Weltweites Bevölkerungswachstum, atemberaubende technische Entwicklungen der letzten hundert Jahre, kapitalistische Gewinnerwartungen von Investoren, Konsumverhalten in den alten, westlichen Industrieländern, das Niveau des Wohlstandes in diesen Ländern und der Versuch anderer Länder zu den Industrieländern aufzuschließen haben dazu geführt, dass die Menschheit inzwischen mehr als 50% der festen Erdoberfläche in Anspruch nimmt und umgestaltet hat. Dieser, teilweise ausbeuterische Zugriff des Menschen ist begleitet von Massenbewegungen geologischen Ausmaßes. Dies veranlasste Paul Crutzen Anfang der 2000er Jahre zu dem Vorschlag, die Jetztzeit als eine neue geologische Epoche zu betrachten und nannte sie Anthropozän.
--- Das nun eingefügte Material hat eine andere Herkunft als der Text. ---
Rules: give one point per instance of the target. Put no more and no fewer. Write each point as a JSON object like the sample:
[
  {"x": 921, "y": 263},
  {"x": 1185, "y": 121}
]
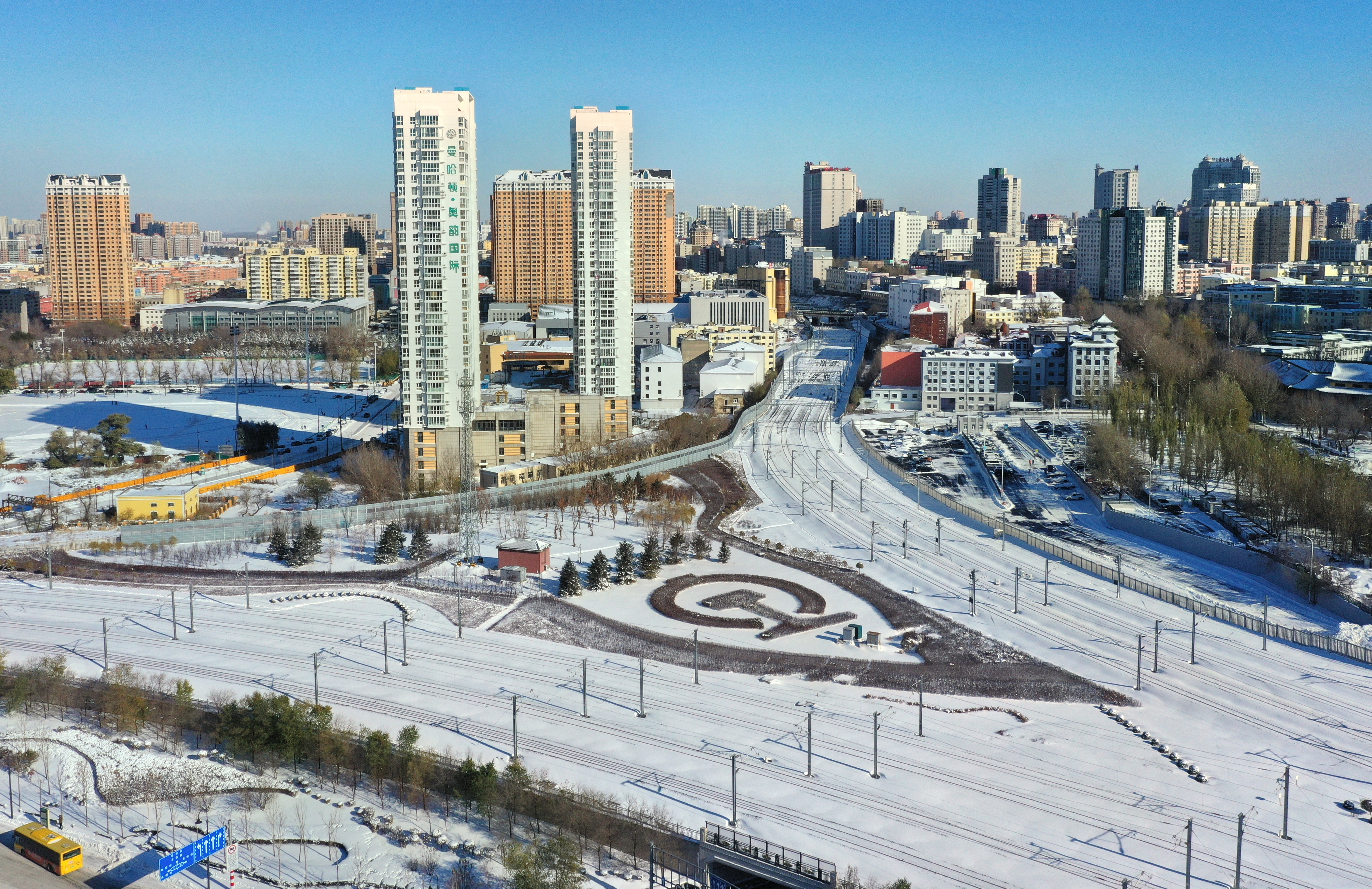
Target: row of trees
[
  {"x": 629, "y": 567},
  {"x": 1190, "y": 407}
]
Gleichzeitig wird immer deutlicher, dass wir die „Selbstheilungs- und Selbstreinigungskräfte“ der Erde überschätzt haben. Dies zeigt sich am dramatischsten in der Zunahme der CO2-Konzentration, die zu Erderwärmung und Klimawandel führt. Die Begleiterscheinungen wie Anstieg des Meeresspiegels, Schmelzen der Gletscher und des Festlandeises auf Grönland und der Antarktis, Hitzewellen und Dürreperioden oder Starkregenereignisse treffen bereits heute bestimmte Weltregionen besonders stark. Dazu kommen die Probleme mit der Verringerung der Biodiversität; dies lässt besorgte Forscher von einem 6. Massensterben auf der Erde reden, das aber von der Menschheit verursacht wird.
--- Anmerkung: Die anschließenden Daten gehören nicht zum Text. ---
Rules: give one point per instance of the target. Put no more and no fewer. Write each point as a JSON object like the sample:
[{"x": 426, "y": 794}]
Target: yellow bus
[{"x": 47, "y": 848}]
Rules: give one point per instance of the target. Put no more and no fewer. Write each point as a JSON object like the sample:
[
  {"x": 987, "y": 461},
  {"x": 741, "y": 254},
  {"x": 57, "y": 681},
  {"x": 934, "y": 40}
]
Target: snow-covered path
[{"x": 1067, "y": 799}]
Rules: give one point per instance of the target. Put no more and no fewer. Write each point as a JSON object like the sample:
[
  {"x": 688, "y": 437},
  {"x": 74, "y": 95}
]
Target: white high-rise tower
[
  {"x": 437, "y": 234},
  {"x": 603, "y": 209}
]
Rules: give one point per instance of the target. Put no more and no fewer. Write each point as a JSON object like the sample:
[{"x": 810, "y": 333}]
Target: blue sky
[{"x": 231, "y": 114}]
Ein schnelles Entkommen aus den entstandenen Dilemmata ist nur ansatzweise in Sicht. Peter Finke fordert den Übergang in das „Gaiazän“. Die Kernthese seines kleinen Büchleins „Mut zum Gaiazän“ ist: die gegenwärtige Verfasstheit von Technik und Wissenschaft, die uns in das Anthropozän geführt hat, wird uns nicht aus dem angerichteten „Schlamassel“ helfen; was wir brauchen, ist eine völlig neue Betrachtung der Natur und unserer Stellung in der Natur. Worin er die Lösung sieht, ist leider nur aus Andeutungen zu erschließen. Das beginnt bereits bei dem Begriff „Gaiazän“. Hier ist aber der Bezug zu Latours „Kampf um Gaia“ unverkennbar, wobei sich Latour wieder auf Lovelocks „Gaia-Prinzip“ und die Naturphilosophie von Alfred North Whitehead bezieht. Für Latour ist gerade die Philosophie von Whitehead ein entscheidender Schlüssel für seine Wissenschaftstheorie und -soziologie, die in der Formulierung der Akteur-Netzwerktheorie gipfelt.
Die Suche nach einem neuen Naturverständnis steht im Mittelpunkt unserer FORE-Veranstaltung.
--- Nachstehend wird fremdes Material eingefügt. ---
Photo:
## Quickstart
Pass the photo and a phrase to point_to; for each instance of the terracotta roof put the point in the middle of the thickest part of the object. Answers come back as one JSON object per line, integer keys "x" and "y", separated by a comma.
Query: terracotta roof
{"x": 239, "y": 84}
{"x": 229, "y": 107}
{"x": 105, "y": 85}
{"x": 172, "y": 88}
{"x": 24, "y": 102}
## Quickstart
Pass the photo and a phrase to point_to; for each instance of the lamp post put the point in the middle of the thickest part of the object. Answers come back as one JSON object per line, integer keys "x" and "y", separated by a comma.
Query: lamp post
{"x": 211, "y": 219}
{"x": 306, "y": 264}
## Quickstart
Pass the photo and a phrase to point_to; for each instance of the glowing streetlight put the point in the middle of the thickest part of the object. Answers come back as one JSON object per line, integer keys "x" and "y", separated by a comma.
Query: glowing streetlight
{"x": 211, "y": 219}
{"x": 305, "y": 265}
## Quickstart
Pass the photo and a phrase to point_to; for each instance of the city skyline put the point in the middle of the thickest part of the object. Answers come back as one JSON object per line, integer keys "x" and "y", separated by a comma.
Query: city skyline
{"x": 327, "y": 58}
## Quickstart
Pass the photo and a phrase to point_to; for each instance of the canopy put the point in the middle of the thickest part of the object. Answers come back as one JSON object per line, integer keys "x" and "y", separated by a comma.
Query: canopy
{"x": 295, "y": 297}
Jörg Wernecke und Toni Lerf wollen ausgehend von 10 Thesen die Pfade und Irrwege der Naturphilosophie seit Descartes bis zu Whitehead nachzeichnen und dann die essentiellen Aspekte von Whitehead herausarbeiten und den Bezug zu den „Kollektiven“ von Latour beleuchten, der auch Nichtlebewesen als Akteure im Weltumgang des Menschen sieht. Die Sicht von Latour kommt populärwissenschaftlich in seinem Buch „Das Parlament der Dinge“ zum Ausdruck.
Michael Seitlinger wird uns mit dem Konzept der „Achtsamkeit“ einen Weg aufzeigen, der zu einer tieferen Wahrnehmung unseres in der „Weltsein“ führen kann. Ausgehend vom religiösen Ausgangspunkt der Achtsamkeit, wird er uns den Begriff näher erklären und aufzeigen, wie er in der Gestalt einer „säkularen Spiritualität“ Eingang gefunden hat in Psychologie und Coaching von Führungspersönlichkeiten. Er wird uns zum Schluss aufzeigen, wie dieses Konzept auch zu einem Wandel unseres Naturverständnisses beitragen kann.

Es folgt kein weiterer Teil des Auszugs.